Stochastic gradient descent is just another flavor of gradient descent, but it is the workhorse of the neural net world so is worth some additional discussion. Usually when training a neural net, you’re trying to optimize performance over your whole training dataset. So technically speaking evaluating the gradient, or even just the objective function, would require testing every single sample. This would take far too long. So instead, the gradient and objective are evaluated on small batches of randomly selected samples (often a few dozen out of millions). This makes things faster, and can actually help convergence since the noise can allow the algorithm to climb over hills much like simulated annealing can. A huge amount of work has gone into tuning the batch sizes, step sizes, and every other aspect of stochastic gradient descent. Modern algorithms employ momentum terms, per coordinate step size rate adjustments, and a host of other tricks. Popular choices include RMSProp, Adam, Adagrad, Adadelta, and Adamax. For more complete lists, just check out the supported optimization algorithms in popular neural network frameworks.

Conjugate Gradient Descent

We mentioned earlier that the line search variant of gradient descent forces you to make 90 degree turns, leading to inefficient paths. Conjugate gradient descent relaxes the requirement that we move in the direction of steepest slope at each step, so that it can select directions that work well together.

Mathematically, it picks directions that are “conjugate”, meaning that for any two directions \(u_i\) and \(u_j\), \(u_i^T H u_j = 0\) where \(H\) is the Hessian matrix. Practically speaking, this ends up meaning that when we do a line search along some direction, no future direction “undoes” any of our work. That is, we don’t have to do a second line search along any one direction, since the line searches along later directions are guaranteed to leave us at the minimum along previous directions. This works exactly for quadratic functions. In particular, if your objective is an \(n\) dimensional quadratic function, CGD will find the optimum in exactly \(n\) steps. For non-quadratic functions, it still usually ends up being a huge improvement over standard gradient descent (since a quadratic approximation is more accurate than a linear one). You just keep restarting the algorithm after it runs through \(n\) different conjugate directions. Check out how many fewer points there are in the picture below, compared to regular gradient descent.
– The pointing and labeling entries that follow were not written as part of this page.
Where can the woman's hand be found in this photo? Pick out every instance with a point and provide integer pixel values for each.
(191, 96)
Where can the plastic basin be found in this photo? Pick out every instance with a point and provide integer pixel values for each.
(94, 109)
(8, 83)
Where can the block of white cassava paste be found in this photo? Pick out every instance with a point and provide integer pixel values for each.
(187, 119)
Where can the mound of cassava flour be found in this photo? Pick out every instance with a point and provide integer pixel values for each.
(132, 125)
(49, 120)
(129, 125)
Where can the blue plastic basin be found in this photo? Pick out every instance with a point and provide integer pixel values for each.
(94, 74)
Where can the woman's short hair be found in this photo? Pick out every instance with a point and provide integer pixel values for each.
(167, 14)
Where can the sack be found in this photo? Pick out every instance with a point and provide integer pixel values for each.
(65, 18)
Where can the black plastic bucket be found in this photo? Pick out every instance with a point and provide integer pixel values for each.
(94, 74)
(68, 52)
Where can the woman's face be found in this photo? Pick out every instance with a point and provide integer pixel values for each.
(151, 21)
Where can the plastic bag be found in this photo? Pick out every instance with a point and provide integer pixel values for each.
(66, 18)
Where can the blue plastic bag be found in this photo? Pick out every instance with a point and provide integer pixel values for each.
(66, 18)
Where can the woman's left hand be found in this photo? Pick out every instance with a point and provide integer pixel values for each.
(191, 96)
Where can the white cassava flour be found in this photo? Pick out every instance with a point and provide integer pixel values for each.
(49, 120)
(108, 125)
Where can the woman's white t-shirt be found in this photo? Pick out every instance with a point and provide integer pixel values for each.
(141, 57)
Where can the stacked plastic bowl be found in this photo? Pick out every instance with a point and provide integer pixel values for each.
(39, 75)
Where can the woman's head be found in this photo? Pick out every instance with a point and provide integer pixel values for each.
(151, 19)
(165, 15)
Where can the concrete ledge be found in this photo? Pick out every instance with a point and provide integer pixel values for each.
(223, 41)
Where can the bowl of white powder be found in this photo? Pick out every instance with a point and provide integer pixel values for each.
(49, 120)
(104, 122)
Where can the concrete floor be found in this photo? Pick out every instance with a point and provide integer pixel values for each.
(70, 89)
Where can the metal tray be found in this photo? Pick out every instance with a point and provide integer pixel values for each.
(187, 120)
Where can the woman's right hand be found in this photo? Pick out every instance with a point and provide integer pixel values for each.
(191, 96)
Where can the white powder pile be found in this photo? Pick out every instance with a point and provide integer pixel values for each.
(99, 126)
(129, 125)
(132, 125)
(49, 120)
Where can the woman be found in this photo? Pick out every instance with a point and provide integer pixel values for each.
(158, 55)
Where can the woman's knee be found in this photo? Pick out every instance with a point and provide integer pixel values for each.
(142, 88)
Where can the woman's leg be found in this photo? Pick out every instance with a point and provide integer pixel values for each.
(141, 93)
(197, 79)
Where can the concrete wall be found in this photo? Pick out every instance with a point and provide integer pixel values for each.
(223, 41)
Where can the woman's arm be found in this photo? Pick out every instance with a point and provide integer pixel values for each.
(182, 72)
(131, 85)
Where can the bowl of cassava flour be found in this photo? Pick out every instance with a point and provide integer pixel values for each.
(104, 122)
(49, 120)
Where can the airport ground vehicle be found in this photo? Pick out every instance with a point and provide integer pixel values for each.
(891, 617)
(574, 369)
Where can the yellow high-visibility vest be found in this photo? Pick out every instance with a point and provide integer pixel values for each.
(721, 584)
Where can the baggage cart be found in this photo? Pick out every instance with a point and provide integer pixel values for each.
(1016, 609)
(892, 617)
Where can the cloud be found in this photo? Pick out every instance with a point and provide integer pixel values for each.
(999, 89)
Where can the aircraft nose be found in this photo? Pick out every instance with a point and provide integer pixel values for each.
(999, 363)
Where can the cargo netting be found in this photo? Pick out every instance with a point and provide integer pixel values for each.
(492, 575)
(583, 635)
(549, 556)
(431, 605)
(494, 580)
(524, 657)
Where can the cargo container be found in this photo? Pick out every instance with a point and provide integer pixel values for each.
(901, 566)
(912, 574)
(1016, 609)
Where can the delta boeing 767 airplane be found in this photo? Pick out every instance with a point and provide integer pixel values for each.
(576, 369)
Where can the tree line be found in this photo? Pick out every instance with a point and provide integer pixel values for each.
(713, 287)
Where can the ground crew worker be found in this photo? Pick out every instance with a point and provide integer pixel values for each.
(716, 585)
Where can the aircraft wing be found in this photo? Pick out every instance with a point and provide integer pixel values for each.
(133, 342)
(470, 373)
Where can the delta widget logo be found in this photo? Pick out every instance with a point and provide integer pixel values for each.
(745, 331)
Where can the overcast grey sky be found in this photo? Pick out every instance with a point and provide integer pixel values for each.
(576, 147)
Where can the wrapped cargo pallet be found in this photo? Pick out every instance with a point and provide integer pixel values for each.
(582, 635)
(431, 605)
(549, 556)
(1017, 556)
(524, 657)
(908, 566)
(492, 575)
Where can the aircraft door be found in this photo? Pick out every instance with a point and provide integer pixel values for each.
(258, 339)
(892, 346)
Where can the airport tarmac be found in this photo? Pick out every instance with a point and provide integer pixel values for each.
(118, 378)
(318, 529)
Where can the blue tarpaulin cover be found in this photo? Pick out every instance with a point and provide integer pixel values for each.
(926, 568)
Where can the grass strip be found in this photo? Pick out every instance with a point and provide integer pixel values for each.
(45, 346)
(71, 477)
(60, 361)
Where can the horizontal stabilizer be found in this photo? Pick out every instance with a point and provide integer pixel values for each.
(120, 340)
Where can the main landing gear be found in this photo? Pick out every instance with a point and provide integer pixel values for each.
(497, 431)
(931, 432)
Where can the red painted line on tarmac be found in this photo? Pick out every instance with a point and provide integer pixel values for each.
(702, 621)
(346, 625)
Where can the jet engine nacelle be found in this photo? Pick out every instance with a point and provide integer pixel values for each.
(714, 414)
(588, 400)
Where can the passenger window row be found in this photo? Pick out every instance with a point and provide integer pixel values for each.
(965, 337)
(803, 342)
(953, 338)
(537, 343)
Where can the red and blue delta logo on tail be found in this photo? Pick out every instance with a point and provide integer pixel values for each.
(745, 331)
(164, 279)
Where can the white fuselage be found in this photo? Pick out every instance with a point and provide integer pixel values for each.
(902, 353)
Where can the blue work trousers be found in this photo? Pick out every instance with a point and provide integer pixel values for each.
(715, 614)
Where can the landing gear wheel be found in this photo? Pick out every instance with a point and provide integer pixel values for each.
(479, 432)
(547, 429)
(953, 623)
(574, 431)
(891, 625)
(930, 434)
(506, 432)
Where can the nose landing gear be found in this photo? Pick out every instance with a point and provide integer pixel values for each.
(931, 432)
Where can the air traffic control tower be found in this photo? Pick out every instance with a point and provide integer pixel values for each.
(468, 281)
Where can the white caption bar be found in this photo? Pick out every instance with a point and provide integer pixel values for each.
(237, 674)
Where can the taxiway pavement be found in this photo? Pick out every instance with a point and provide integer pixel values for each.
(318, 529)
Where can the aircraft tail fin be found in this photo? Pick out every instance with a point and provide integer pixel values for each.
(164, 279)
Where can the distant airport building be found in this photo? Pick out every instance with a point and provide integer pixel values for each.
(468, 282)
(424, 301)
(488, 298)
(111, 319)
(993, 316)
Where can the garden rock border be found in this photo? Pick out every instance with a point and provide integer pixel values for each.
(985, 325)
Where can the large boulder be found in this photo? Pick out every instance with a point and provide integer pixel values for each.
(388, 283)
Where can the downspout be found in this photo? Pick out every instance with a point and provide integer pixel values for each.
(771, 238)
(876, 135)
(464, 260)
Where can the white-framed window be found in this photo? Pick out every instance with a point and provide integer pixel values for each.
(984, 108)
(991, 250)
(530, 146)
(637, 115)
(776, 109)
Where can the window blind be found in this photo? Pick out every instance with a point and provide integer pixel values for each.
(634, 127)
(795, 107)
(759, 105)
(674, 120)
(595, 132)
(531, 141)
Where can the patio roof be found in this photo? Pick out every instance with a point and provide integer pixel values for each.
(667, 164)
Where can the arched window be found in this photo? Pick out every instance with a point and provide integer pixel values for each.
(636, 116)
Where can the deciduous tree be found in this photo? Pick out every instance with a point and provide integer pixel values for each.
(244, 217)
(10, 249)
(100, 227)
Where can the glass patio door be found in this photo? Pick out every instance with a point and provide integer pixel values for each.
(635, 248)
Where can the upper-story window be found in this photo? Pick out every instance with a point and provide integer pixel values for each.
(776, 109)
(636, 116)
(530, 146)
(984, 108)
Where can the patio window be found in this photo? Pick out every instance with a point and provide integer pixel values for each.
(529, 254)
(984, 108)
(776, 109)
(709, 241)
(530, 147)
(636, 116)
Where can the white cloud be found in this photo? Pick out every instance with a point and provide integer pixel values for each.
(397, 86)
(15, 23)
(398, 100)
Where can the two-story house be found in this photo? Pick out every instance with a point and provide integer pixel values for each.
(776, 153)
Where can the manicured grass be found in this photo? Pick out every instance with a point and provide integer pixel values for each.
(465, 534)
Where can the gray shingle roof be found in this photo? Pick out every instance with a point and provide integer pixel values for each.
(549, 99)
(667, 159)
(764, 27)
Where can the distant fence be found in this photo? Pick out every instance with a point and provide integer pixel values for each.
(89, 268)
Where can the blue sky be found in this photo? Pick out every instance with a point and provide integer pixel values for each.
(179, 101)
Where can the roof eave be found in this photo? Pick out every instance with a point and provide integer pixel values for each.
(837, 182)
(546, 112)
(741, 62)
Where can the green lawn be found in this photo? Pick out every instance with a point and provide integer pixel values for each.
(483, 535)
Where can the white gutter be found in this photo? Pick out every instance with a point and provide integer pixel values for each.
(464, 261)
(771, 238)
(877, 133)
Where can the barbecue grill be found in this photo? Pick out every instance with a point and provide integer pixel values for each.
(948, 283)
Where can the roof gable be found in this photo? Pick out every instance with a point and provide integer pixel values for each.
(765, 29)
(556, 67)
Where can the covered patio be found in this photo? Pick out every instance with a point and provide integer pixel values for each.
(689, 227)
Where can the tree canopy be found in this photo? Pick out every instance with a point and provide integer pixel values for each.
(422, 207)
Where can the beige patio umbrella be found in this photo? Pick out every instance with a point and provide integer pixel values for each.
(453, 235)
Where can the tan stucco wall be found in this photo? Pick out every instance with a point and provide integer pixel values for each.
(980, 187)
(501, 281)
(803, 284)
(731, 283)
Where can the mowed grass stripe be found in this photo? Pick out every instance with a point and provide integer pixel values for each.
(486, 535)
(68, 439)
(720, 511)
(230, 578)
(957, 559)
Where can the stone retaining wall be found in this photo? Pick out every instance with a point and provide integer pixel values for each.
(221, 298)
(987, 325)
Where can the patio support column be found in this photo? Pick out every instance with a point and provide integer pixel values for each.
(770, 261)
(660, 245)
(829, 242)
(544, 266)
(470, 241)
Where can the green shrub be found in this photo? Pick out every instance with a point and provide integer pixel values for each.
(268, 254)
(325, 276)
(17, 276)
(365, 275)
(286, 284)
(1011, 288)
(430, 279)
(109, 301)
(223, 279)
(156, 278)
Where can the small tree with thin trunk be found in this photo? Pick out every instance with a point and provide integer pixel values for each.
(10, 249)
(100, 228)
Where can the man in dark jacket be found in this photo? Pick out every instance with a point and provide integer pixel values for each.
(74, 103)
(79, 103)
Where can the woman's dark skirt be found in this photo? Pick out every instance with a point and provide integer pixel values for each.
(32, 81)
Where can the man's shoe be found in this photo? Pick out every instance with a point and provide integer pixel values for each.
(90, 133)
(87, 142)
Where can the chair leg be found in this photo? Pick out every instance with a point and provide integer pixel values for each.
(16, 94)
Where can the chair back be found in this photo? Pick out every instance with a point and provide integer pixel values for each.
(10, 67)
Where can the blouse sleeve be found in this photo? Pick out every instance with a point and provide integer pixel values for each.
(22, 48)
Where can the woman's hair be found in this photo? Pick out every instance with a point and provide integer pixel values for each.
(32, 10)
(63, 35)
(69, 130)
The final thing to mention about CGD is that even though it is an optimal method for quadratic functions, and the definition of conjugacy involves the Hessian matrix, you never need to calculate second derivatives explicitly. This information is built up from successive evaluations of the gradient alone. (If you did know the Hessian matrix up front, you could jump to the bottom of a quadratic function in one step.) If you want to read more about CGD, I have a full derivation in my notes from The Nature of Mathematical Modeling last year.

L-BFGS

The Broyden-Fletcher-Goldfarb-Shanno algorithm is similar to CGD in that it exploits curvature information (i.e. the Hessian matrix) to choose smarter descent directions. Like CGD, it approximates the Hessian matrix rather than needing to be able to compute it explicitly. Unlike CGD, it stores the full estimated Hessian matrix (CGD only needs to store one additional vector besides the current direction and the current gradient). For high dimensional problems, this quickly becomes impractical since you need to store \(n^2\) numbers. Limited Memory Broyden-Fletcher-Goldfarb-Shanno is a variant of BFGS that addresses this by storing a limited resolution version of the Hessian matrix instead.

Further Reading

All the charts on this page were generated with the code in this repo. Feel free to play around. Convex Optimization by Boyd and Vandenberghe is the gold standard by which all other (convex) optimization books are judged. Numerical Recipes in C is a great resource that focuses on how to implement these (and many other algorithms) efficiently, rather than on the theory behind them.